Fluid g is mysterious.
Very controversial. Very hard to talk about with normies. A barren wasteland for scientists seeking prestige among democratic voters (who like to be praised and not challenged very much) who are (via delegation) offering grant funding to whomsoever seems like a good scientist to them.
And yet also, if “what is done when fluid g is high and active” was counted as “a skill”, then it is the skill with the highest skill transfer of any skill, most likely! Yum! So healthy and good. I want some!

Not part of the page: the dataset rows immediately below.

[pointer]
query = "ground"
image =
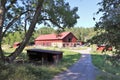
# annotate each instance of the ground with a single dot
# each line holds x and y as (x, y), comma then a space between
(82, 70)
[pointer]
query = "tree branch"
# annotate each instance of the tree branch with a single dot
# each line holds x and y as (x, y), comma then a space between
(13, 21)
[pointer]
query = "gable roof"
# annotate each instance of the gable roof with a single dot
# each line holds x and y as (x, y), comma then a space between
(52, 36)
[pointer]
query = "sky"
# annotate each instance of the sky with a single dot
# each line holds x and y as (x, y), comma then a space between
(86, 11)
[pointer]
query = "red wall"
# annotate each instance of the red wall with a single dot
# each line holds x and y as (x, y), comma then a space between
(73, 38)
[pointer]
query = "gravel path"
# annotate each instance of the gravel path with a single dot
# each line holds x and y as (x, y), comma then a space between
(82, 70)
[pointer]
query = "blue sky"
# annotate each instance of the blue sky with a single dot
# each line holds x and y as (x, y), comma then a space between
(86, 11)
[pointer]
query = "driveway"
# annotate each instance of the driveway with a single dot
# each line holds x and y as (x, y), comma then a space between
(81, 70)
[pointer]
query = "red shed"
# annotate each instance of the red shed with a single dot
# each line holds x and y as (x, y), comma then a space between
(60, 40)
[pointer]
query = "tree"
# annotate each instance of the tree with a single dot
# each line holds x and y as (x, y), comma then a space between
(109, 25)
(13, 13)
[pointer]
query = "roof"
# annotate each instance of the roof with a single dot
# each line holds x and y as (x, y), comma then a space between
(44, 51)
(52, 36)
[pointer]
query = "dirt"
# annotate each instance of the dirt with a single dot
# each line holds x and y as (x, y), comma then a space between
(83, 69)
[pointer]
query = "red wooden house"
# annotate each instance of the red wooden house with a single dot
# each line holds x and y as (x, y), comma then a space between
(60, 40)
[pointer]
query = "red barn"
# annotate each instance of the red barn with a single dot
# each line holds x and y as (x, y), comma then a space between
(60, 40)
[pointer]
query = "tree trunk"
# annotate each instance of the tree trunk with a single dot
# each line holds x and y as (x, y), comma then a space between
(28, 34)
(2, 17)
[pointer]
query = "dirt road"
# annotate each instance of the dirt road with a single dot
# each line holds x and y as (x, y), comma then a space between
(82, 70)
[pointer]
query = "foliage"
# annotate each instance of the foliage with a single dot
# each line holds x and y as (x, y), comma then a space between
(30, 71)
(108, 28)
(109, 71)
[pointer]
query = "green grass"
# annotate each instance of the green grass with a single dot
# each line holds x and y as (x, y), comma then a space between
(30, 71)
(108, 70)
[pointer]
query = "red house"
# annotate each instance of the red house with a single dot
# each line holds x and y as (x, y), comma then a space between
(60, 40)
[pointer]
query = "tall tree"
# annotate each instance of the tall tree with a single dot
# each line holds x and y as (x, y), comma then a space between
(13, 13)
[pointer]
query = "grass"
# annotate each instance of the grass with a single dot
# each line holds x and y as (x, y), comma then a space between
(29, 71)
(109, 71)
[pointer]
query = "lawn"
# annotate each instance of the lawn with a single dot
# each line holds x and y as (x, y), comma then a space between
(30, 71)
(108, 70)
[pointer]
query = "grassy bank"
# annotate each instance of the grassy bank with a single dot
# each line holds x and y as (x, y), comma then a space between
(30, 71)
(109, 71)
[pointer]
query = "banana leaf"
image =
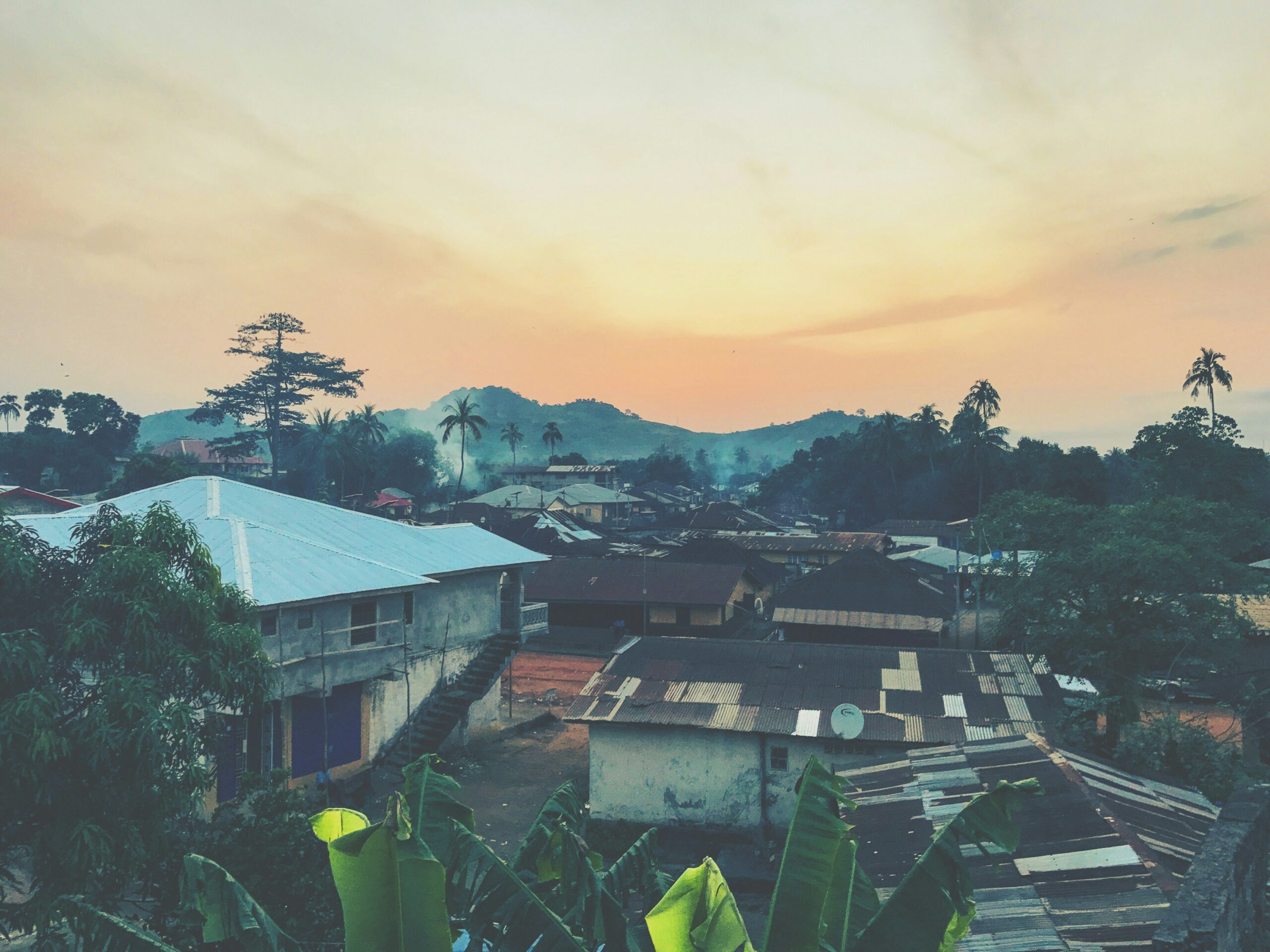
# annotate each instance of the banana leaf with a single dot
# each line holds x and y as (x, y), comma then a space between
(228, 910)
(498, 908)
(818, 873)
(391, 887)
(638, 871)
(699, 914)
(434, 803)
(934, 904)
(96, 931)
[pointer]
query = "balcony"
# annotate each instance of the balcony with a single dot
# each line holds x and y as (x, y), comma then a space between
(532, 621)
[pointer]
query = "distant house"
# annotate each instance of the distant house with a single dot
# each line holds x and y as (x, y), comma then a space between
(393, 503)
(802, 552)
(864, 599)
(586, 502)
(633, 593)
(16, 500)
(214, 460)
(342, 597)
(928, 532)
(558, 476)
(685, 731)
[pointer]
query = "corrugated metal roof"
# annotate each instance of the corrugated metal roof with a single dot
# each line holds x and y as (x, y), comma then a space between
(793, 687)
(282, 549)
(1100, 851)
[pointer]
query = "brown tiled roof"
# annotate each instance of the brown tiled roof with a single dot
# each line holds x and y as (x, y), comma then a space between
(624, 581)
(924, 696)
(1101, 848)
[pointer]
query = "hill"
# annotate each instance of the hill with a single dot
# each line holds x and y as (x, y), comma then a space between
(596, 429)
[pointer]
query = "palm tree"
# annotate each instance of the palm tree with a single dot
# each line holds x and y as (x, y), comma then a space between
(552, 436)
(985, 400)
(461, 416)
(512, 436)
(930, 428)
(886, 436)
(1208, 372)
(317, 445)
(977, 441)
(9, 408)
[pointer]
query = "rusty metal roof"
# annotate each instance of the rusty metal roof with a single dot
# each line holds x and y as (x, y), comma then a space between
(1101, 851)
(925, 696)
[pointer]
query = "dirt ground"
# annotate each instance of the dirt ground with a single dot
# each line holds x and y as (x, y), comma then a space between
(506, 781)
(534, 674)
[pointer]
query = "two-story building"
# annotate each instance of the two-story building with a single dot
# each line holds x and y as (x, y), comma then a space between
(364, 616)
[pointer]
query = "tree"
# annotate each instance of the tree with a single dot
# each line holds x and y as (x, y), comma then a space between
(552, 437)
(512, 436)
(146, 470)
(930, 431)
(41, 405)
(1207, 372)
(461, 416)
(112, 654)
(99, 418)
(886, 436)
(9, 409)
(1121, 592)
(983, 399)
(266, 404)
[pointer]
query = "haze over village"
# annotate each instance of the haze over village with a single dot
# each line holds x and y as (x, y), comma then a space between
(536, 477)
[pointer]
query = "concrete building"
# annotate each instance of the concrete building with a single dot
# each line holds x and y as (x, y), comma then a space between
(865, 599)
(348, 603)
(717, 734)
(638, 595)
(558, 476)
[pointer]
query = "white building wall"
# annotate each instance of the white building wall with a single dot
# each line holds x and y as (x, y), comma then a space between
(662, 774)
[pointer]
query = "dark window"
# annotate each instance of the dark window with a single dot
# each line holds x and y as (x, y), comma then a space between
(364, 617)
(343, 730)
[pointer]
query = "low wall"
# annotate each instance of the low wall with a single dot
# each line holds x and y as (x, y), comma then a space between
(1222, 904)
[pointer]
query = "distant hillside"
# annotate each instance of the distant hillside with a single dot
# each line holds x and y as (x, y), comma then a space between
(600, 431)
(596, 429)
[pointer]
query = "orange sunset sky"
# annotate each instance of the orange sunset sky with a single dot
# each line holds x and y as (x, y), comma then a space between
(714, 214)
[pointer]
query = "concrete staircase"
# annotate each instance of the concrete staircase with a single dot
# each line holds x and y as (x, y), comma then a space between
(437, 716)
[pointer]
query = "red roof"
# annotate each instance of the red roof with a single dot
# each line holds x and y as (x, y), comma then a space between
(56, 502)
(202, 452)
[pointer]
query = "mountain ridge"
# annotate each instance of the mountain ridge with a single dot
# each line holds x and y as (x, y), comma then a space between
(591, 427)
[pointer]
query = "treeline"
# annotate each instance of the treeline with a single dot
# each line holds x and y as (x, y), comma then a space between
(916, 468)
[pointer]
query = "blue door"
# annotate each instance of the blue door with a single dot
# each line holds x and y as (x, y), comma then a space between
(343, 730)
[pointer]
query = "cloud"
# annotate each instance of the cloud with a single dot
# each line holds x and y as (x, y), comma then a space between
(1231, 239)
(919, 313)
(1207, 211)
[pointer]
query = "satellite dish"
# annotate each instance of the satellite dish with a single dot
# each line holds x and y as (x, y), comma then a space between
(847, 721)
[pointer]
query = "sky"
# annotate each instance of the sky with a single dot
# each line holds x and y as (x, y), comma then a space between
(719, 215)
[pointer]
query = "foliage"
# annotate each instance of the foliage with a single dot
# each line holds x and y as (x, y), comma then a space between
(461, 416)
(267, 403)
(264, 838)
(1171, 746)
(146, 470)
(110, 654)
(1118, 592)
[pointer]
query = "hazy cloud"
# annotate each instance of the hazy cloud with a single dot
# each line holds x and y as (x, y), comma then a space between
(1207, 211)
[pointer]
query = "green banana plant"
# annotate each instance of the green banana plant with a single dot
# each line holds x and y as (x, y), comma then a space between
(824, 900)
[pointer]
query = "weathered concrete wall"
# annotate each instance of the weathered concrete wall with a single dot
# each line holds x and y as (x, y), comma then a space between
(675, 776)
(1222, 904)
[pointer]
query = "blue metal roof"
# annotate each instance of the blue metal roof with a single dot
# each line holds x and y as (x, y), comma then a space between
(282, 549)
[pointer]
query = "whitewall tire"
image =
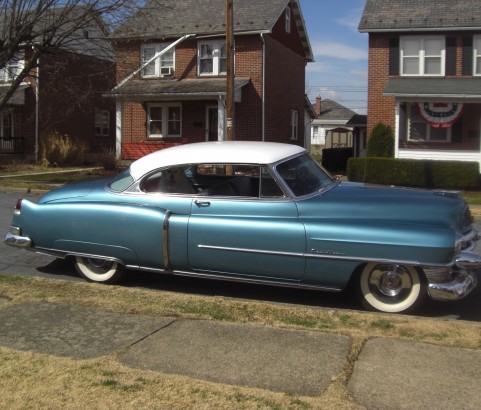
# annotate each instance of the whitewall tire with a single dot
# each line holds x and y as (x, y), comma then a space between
(391, 288)
(99, 270)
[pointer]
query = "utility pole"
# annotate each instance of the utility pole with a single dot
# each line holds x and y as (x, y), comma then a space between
(230, 70)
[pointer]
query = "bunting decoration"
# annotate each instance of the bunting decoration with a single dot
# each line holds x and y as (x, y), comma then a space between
(440, 115)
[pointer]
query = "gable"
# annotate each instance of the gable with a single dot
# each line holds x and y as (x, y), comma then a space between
(395, 15)
(208, 18)
(202, 18)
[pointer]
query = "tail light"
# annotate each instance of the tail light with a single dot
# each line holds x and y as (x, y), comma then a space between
(18, 207)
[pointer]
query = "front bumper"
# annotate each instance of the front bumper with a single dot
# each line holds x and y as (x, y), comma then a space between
(456, 282)
(13, 238)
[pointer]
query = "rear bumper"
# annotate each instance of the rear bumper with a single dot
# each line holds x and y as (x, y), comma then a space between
(457, 282)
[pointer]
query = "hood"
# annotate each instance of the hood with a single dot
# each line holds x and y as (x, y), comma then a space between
(75, 190)
(439, 209)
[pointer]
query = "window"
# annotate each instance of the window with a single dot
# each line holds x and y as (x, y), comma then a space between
(294, 124)
(212, 58)
(288, 20)
(477, 55)
(420, 131)
(6, 124)
(13, 68)
(422, 55)
(161, 66)
(102, 123)
(164, 120)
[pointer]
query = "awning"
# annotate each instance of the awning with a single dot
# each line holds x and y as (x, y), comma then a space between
(434, 89)
(18, 97)
(169, 90)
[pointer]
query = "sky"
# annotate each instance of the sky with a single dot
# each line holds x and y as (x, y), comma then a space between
(339, 71)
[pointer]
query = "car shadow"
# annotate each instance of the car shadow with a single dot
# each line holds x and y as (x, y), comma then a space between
(468, 309)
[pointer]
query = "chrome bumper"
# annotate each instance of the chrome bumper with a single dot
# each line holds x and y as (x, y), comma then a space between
(19, 241)
(456, 282)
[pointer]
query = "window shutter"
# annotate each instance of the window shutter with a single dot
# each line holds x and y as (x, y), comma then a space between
(457, 132)
(451, 56)
(467, 56)
(394, 56)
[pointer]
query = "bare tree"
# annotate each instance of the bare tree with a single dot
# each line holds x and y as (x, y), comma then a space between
(32, 28)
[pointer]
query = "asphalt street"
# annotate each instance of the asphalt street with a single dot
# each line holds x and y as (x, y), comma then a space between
(15, 261)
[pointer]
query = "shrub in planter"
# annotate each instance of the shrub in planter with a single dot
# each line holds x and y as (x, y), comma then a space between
(381, 141)
(414, 173)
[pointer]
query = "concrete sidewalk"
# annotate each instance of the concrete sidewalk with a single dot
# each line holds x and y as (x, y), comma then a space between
(387, 373)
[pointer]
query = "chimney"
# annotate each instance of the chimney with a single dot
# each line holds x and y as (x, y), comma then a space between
(318, 105)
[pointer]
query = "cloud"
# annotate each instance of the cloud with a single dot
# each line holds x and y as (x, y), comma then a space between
(338, 50)
(362, 74)
(351, 19)
(318, 67)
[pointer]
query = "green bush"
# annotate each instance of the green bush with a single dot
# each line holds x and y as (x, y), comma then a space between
(381, 141)
(61, 150)
(414, 173)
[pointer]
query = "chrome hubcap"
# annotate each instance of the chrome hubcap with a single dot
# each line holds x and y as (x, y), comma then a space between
(98, 265)
(389, 280)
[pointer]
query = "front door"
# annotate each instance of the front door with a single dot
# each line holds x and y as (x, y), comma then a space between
(212, 129)
(247, 237)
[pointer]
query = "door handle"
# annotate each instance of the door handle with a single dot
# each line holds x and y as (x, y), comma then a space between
(202, 204)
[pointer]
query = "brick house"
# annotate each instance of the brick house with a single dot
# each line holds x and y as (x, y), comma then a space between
(425, 75)
(64, 95)
(179, 96)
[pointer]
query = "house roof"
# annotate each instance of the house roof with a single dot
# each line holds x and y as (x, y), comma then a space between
(172, 89)
(207, 18)
(333, 111)
(420, 15)
(358, 120)
(432, 88)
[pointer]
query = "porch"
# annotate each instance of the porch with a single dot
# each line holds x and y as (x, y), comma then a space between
(12, 146)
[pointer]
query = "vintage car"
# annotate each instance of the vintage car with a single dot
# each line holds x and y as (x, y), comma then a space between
(258, 212)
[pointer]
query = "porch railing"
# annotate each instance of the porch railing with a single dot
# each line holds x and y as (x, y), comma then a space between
(12, 145)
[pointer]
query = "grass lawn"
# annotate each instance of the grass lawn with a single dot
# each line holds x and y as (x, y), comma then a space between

If only we had more mad scientists, doing science in a way that wasn’t beholden to democratic grant giving systems <3
Unless you believe that humans are venal monsters in general? Maybe humans will instantly weaponize cool shit, and use it to win unjust wars that cause net harm but transfer wealth to the winners of the unjust war? Then… I guess maybe it would be nice to have FEWER mad scientists?? Like preferably zero of them on Earth? So there are fewer insane new weapons? And fewer wars? And more justice and happiness instead? Maybe instead of researching intelligence we should research wise justice instead?
As Critch says… safety isn’t safety without a social model.